Comment raconter la collectivité, donner une voix à la pluralité? Deux romans récemment parus réussissent ce pari avec brio. Avec Cent seize Chinois et quelques (Seuil, 2010, 127 pages), Thomas Heams-Ogus parvient à l’aide d’un « on » impersonnel à rendre sensible au lecteur la dépossession d’eux-mêmes dont ont été victimes les Chinois d’Italie envoyés aux camps entre 1941 et 1943. Privés de nom par l’Histoire, ils ne retrouveront le leur qu’à la toute fin du livre.
Chez Julie Otsuka, c’est le « nous » qui s’exprime à la place de ces Japonaises venues épouser aux États-Unis un homme qu’elles n’avaient vu qu’en photo.

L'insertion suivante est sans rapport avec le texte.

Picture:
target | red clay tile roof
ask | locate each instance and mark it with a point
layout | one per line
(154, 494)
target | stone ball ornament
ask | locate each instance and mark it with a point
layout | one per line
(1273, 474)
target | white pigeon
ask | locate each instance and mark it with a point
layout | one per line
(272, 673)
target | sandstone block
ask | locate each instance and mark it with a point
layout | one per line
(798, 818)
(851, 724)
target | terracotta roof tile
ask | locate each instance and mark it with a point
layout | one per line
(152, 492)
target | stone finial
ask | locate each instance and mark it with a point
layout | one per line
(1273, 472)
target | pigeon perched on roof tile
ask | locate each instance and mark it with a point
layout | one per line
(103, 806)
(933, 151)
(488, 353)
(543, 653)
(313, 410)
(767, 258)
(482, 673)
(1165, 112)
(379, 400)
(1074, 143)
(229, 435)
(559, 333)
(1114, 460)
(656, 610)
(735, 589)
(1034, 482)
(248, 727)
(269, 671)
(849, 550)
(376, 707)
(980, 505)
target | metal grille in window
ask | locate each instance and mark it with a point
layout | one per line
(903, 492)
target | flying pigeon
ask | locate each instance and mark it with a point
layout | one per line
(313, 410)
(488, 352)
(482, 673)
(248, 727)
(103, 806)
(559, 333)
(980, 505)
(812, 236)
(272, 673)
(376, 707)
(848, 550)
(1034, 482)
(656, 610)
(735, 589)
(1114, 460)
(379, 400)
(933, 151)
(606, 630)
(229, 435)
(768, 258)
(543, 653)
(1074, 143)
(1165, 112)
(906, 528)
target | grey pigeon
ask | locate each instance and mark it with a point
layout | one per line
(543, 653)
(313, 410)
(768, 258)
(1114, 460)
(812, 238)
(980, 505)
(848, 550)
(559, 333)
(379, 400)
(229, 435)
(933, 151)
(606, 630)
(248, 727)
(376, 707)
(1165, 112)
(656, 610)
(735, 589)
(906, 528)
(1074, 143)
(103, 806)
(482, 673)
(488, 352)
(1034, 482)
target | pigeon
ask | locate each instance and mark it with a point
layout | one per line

La désillusion, la misère des travaux aux champs, l’ostracisme par ces Blancs dont souvent elles ne parlent pas la langue, l’enfermement durant la Seconde guerre mondiale, tout cela est narré par ce « nous » qui se fait tantôt général, tantôt spécifique.
Certaines n’avaient jamais vu la mer (Phébus, 2012, 142 pages, Fémina étranger) et Cent seize Chinois et quelques proposent une autre définition du personnage, près du chœur, où la dépossession est aussi poétique.